I immediately received all sorts of comments about my use of the word “heaven.” They chided me for talking about the gospel as something that happens after we die and describing that as going to someplace called heaven. Although this was done with humor, fully understanding that is not at all what I meant, my friends used the situation to express dissatisfaction with the Church focusing its message on some other time or place. For instance, they would cite some poetic saying the Church uses when someone dies as meaning nothing at all. Although no one said it, I sensed people not only questioned the reality of hell but also heaven.
That led me first to realize I could not casually talk as if we have handled the Copernican Revolution. The New Testament used the scientific concepts of the first century that pictured the universe as concentric spheres with humans occupying the earth at the center and God and his angels in heaven at the outermost ring. I don’t think anyone in our modern scientific age really thinks there is such a place anymore. Yet, we still talk about the Gospel as a promise that we will get to heaven after we die if we are good or have faith in Jesus.

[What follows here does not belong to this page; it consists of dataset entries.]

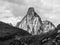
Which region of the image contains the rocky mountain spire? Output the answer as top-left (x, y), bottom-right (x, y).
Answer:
top-left (16, 7), bottom-right (42, 35)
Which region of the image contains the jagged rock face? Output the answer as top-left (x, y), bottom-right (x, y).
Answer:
top-left (41, 20), bottom-right (55, 33)
top-left (57, 24), bottom-right (60, 30)
top-left (16, 7), bottom-right (42, 35)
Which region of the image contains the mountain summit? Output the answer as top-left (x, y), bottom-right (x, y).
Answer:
top-left (16, 7), bottom-right (42, 35)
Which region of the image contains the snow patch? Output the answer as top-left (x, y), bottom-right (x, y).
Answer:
top-left (0, 16), bottom-right (22, 26)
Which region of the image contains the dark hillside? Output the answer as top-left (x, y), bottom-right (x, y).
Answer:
top-left (0, 21), bottom-right (31, 37)
top-left (0, 21), bottom-right (32, 45)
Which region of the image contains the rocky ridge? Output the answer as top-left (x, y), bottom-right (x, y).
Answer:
top-left (16, 7), bottom-right (55, 35)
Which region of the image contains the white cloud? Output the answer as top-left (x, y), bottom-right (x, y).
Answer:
top-left (0, 1), bottom-right (14, 18)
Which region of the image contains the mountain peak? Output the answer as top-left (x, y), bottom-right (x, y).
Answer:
top-left (16, 7), bottom-right (42, 35)
top-left (27, 7), bottom-right (34, 15)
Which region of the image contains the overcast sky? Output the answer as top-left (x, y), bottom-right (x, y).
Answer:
top-left (0, 0), bottom-right (60, 26)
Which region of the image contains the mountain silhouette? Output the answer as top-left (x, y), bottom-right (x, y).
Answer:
top-left (16, 7), bottom-right (42, 35)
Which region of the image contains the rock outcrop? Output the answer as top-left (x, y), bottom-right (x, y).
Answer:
top-left (41, 20), bottom-right (55, 33)
top-left (16, 7), bottom-right (42, 35)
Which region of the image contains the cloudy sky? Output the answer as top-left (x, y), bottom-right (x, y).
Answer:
top-left (0, 0), bottom-right (60, 26)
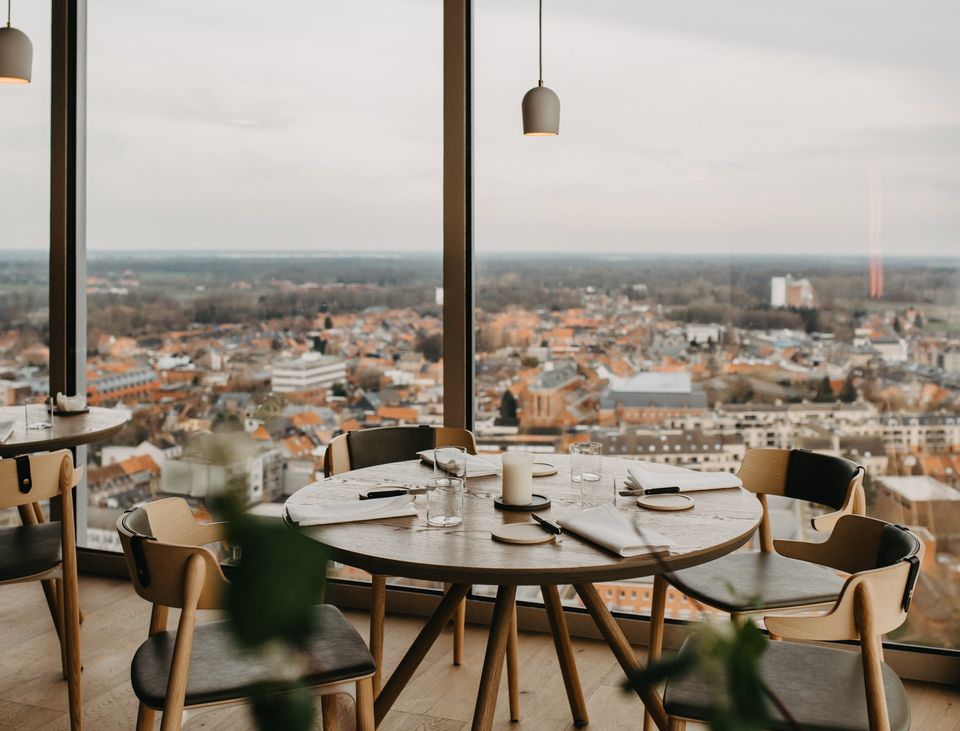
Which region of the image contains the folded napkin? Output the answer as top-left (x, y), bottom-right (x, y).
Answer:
top-left (286, 495), bottom-right (417, 526)
top-left (627, 462), bottom-right (742, 493)
top-left (0, 420), bottom-right (12, 444)
top-left (558, 504), bottom-right (675, 558)
top-left (417, 449), bottom-right (501, 478)
top-left (56, 392), bottom-right (87, 412)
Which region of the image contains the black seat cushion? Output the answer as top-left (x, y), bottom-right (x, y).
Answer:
top-left (664, 636), bottom-right (910, 731)
top-left (132, 604), bottom-right (375, 709)
top-left (665, 551), bottom-right (845, 613)
top-left (0, 522), bottom-right (62, 581)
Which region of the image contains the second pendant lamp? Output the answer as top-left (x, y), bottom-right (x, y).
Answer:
top-left (0, 0), bottom-right (32, 84)
top-left (521, 0), bottom-right (559, 136)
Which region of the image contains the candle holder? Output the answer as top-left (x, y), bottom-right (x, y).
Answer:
top-left (494, 494), bottom-right (551, 512)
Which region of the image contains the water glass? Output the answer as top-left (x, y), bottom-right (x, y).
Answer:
top-left (24, 396), bottom-right (52, 431)
top-left (434, 446), bottom-right (467, 480)
top-left (426, 476), bottom-right (464, 527)
top-left (570, 441), bottom-right (602, 483)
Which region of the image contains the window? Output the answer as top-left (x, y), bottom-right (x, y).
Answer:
top-left (81, 0), bottom-right (442, 581)
top-left (0, 2), bottom-right (51, 527)
top-left (475, 1), bottom-right (960, 651)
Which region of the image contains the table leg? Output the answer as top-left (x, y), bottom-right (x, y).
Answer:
top-left (542, 585), bottom-right (588, 727)
top-left (374, 583), bottom-right (471, 726)
top-left (506, 602), bottom-right (520, 722)
top-left (471, 585), bottom-right (517, 731)
top-left (370, 574), bottom-right (386, 695)
top-left (574, 583), bottom-right (669, 731)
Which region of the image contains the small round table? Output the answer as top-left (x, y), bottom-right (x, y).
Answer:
top-left (0, 406), bottom-right (130, 458)
top-left (286, 455), bottom-right (762, 731)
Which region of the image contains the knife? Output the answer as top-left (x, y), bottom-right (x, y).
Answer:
top-left (619, 485), bottom-right (681, 496)
top-left (530, 512), bottom-right (563, 535)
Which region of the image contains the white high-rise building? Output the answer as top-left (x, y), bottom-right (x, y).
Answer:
top-left (770, 276), bottom-right (787, 307)
top-left (271, 353), bottom-right (347, 393)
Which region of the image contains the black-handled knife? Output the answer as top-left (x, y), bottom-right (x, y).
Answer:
top-left (531, 512), bottom-right (562, 535)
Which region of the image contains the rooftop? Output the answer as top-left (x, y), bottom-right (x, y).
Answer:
top-left (877, 476), bottom-right (960, 502)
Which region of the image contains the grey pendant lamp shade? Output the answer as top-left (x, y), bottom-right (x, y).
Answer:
top-left (0, 0), bottom-right (32, 84)
top-left (522, 0), bottom-right (559, 135)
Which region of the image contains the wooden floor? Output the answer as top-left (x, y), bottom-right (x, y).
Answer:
top-left (0, 576), bottom-right (957, 730)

But perhaps even more importantly, I realized when we do use first-century concepts, we also completely miss what Paul and the four evangelists meant by the Gospel. The good news they proclaimed was that Jesus of Nazareth acting with divine power started the Kingdom of God 2000 years ago. They were talking more about God sharing a special kind of community with us rather than a place.
Sometimes the message was compressed into “God raised Jesus from the dead after the political and religious establishment executed him.” The Idea was that the crucifixion did not remove God’s presence among his people. Jesus’ kind of community is still possible. If we make the resurrection into something that only makes it possible to be with God after we die, we miss the point. Worldly authorities do not execute people for talking about something that happens in another world after death.
I’m not sure why I used “heaven” instead of the “Kingdom of God.” I guess I was thinking about the need to translate first-century concepts into 21st-century ones after Copernicus. Maybe I thought I could do something like Dante who used his Church’s concepts of the inferno, purgatory, and paradise to comment on his contemporary society. I really can’t remember what was going on in my head. However, when I received my friends’ critiques, it seemed to be a bad idea as the word comes with too many implications.
However, now I think it might have been a fortunate mistake. It certainly brought out the difficulty of putting the Gospel into contemporary language. It also revealed the problems some of my friends have with the way the Church is doing it.
In the coming weeks, I’ll try to examine the Gospel as a message about the community God calls his people to establish in our world.